= Harrisburg Subdivision =

Rail line in Pennsylvania, US

The Harrisburg Subdivision and other nearby lines in West Philadelphia

The Harrisburg Subdivision is a railroad line owned by CSX Transportation in Pennsylvania. The line is located in Philadelphia, and connects Greenwich Yard and the Philadelphia Subdivision with the Trenton Subdivision along a former Pennsylvania Railroad line. Much of the Harrisburg Subdivision is the High Line' or West Philadelphia Elevated along 31st Street over the 30th Street Station area.

The line begins at Greenwich Yard in South Philadelphia, where it meets the Philadelphia Belt Line Railroad. It heads west alongside the Delaware Expressway (Interstate 95) and then north along and partially elevated over 25th Street, turning west at Washington Avenue to cross the Schuylkill River on the Arsenal Bridge. At Arsenal Interlocking, on the west side of the Schuylkill, a branch runs southwest alongside Amtrak's Northeast Corridor to a junction with the Philadelphia Subdivision near Lindbergh Boulevard.

The main line heads north from Arsenal, rises onto the elevated structure, and crosses to the west side of the Northeast Corridor. It heads north above 31st Street, finally touching down in the southeast approach to Zoo Interlocking. It leaves that interlocking to the north, staying on the west side of the Schuylkill River, and ending at the Trenton Subdivision at Belmont.

==History==
===19th century===
The oldest portion of the Harrisburg Subdivision, along the west side of the Schuylkill River from Grays Ferry southwest to the Philadelphia Subdivision, was opened in 1838 by the Philadelphia, Wilmington and Baltimore Railroad. A new PW&B line, now the Northeast Corridor, opened in 1872; the old line was leased to the Philadelphia and Reading Rail Road the next year.

From Arsenal east over the Arsenal Bridge and south along 25th Street to near Packer Avenue, the Pennsylvania Railroad built the Delaware Extension, completing it in 1862. The rest of the line, south and east to Greenwich Yard, opened in 1900 as the Schuylkill River Branch Extension to serve League Island.

The part of the Harrisburg Subdivision north of Zoo was built by the Junction Railroad and opened in 1863, connecting to what was then the main line of the Philadelphia and Reading Rail Road at Belmont. The Junction Railroad also built the piece from Arsenal southwest to Grays Ferry, opened in 1866. Through leases and mergers, the Junction Railroad became part of the Pennsylvania Railroad; the part from Zoo to Belmont was the Belmont Branch. The West Philadelphia Elevated, completed in 1904, was built by the PRR as a separate freight route through the 30th Street Station area between Arsenal and Zoo Interlockings.

===20th century===
The entire line became part of Conrail in 1976; the Delaware Extension, West Philadelphia Elevated, and Belmont Branch were grouped with the former Reading Company line to Reading and Harrisburg as the Harrisburg Line.

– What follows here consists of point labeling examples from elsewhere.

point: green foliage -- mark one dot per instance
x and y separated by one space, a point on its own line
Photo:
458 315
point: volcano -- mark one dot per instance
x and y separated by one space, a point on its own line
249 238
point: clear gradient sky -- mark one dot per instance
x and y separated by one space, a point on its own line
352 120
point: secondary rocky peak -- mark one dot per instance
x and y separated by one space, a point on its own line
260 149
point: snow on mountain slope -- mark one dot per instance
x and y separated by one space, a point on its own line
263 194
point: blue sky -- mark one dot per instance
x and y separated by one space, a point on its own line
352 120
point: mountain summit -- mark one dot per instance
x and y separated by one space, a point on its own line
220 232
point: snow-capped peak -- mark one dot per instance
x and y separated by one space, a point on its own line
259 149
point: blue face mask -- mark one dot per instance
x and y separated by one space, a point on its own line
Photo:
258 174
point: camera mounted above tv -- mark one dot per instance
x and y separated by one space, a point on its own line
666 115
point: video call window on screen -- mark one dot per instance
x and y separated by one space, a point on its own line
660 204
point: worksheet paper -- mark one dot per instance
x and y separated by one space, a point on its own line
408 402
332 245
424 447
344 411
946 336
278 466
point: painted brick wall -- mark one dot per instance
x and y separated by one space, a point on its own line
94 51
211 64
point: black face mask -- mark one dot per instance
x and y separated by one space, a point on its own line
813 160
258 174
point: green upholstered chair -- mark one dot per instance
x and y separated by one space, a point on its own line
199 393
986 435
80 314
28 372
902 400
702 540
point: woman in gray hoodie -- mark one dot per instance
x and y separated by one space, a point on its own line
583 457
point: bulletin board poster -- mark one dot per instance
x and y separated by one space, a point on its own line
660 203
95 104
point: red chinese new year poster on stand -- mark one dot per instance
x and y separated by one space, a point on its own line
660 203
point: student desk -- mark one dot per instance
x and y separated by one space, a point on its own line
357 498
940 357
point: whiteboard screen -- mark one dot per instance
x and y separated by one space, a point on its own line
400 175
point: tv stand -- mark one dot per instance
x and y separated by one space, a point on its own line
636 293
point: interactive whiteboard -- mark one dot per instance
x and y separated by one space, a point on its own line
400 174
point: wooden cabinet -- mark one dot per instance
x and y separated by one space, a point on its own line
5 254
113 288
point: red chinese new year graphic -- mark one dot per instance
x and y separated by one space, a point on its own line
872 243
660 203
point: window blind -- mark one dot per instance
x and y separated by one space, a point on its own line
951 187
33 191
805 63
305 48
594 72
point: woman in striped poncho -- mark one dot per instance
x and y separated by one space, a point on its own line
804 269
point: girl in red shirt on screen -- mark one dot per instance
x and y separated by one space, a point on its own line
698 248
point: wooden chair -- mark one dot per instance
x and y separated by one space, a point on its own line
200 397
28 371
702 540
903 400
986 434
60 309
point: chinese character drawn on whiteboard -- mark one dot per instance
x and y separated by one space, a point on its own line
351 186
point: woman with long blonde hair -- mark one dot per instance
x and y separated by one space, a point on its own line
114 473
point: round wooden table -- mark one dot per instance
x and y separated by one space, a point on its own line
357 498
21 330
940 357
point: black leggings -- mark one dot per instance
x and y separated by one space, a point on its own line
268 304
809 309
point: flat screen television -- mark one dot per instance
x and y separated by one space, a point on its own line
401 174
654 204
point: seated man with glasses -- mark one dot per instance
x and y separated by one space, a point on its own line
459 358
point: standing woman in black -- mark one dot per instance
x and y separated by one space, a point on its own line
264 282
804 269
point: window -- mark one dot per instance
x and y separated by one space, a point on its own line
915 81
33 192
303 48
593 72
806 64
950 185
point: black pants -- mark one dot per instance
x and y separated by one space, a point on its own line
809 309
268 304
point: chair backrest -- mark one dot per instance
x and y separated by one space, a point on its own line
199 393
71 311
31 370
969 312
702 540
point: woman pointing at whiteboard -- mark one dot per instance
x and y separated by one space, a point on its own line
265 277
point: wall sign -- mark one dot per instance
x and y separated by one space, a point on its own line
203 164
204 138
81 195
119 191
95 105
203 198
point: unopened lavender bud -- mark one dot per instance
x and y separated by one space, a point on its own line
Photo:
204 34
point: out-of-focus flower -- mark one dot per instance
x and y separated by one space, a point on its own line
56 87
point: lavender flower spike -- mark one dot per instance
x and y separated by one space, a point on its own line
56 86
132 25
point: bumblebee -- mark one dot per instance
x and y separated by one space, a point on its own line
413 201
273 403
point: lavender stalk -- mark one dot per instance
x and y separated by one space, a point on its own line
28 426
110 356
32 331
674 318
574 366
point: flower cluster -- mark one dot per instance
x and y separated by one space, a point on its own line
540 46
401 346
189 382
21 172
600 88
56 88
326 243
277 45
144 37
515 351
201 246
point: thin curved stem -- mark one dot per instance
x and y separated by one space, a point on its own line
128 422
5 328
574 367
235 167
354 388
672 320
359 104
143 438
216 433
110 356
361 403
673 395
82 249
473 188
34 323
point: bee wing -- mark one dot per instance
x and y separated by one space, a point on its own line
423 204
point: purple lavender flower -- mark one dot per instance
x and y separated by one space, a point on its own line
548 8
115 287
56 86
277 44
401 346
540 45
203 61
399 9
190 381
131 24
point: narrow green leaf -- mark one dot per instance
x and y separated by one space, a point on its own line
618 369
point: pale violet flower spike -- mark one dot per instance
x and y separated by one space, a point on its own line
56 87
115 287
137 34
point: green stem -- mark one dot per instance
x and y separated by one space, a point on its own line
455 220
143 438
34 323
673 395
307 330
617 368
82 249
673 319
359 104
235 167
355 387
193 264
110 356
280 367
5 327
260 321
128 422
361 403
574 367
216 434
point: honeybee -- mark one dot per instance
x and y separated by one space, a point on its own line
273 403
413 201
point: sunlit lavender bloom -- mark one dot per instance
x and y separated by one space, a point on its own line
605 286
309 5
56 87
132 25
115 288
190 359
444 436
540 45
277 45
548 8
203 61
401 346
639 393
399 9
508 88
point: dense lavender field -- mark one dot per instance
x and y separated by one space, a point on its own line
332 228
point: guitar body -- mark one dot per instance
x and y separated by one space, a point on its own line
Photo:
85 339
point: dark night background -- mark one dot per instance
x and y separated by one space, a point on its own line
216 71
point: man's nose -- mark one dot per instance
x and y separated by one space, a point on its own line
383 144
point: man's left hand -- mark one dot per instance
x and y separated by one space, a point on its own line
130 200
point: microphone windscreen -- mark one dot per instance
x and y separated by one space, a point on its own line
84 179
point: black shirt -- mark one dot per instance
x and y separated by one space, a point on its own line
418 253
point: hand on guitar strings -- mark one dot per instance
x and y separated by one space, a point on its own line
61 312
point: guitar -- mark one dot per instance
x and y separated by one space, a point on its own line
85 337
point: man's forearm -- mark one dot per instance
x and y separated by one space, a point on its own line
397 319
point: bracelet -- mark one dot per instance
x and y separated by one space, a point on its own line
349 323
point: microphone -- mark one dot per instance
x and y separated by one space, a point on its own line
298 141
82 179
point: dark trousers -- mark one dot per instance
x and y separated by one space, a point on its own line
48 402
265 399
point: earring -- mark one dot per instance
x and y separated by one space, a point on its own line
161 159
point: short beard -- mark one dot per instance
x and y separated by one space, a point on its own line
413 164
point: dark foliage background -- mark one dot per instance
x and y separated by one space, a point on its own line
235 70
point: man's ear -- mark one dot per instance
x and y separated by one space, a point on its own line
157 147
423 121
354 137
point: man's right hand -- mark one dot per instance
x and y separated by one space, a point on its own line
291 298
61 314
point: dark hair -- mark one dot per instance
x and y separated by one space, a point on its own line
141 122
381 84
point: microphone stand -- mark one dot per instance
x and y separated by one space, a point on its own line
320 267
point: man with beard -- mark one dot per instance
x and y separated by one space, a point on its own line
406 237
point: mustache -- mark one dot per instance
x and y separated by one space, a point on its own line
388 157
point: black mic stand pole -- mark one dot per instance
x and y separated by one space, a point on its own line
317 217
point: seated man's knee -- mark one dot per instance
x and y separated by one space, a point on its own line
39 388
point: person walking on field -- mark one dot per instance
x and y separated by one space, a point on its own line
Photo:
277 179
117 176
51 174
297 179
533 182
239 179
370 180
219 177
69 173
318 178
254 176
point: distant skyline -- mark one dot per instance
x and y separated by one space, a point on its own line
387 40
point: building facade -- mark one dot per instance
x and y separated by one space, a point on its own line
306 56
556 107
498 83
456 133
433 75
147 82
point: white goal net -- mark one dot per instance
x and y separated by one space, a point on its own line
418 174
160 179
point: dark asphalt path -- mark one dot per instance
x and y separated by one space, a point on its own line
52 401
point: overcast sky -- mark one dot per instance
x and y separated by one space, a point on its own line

In 1998, Conrail reconstructed the south end of the line, adding a direct connection from the Chester Secondary to CSX's Philadelphia Subdivision and allowing CSX-Conrail freights to use the High Line. The entire line from south of Arsenal to Belmont was assigned to CSX in the 1999 breakup of Conrail, while the rest of the Harrisburg Line became a Norfolk Southern Railway line.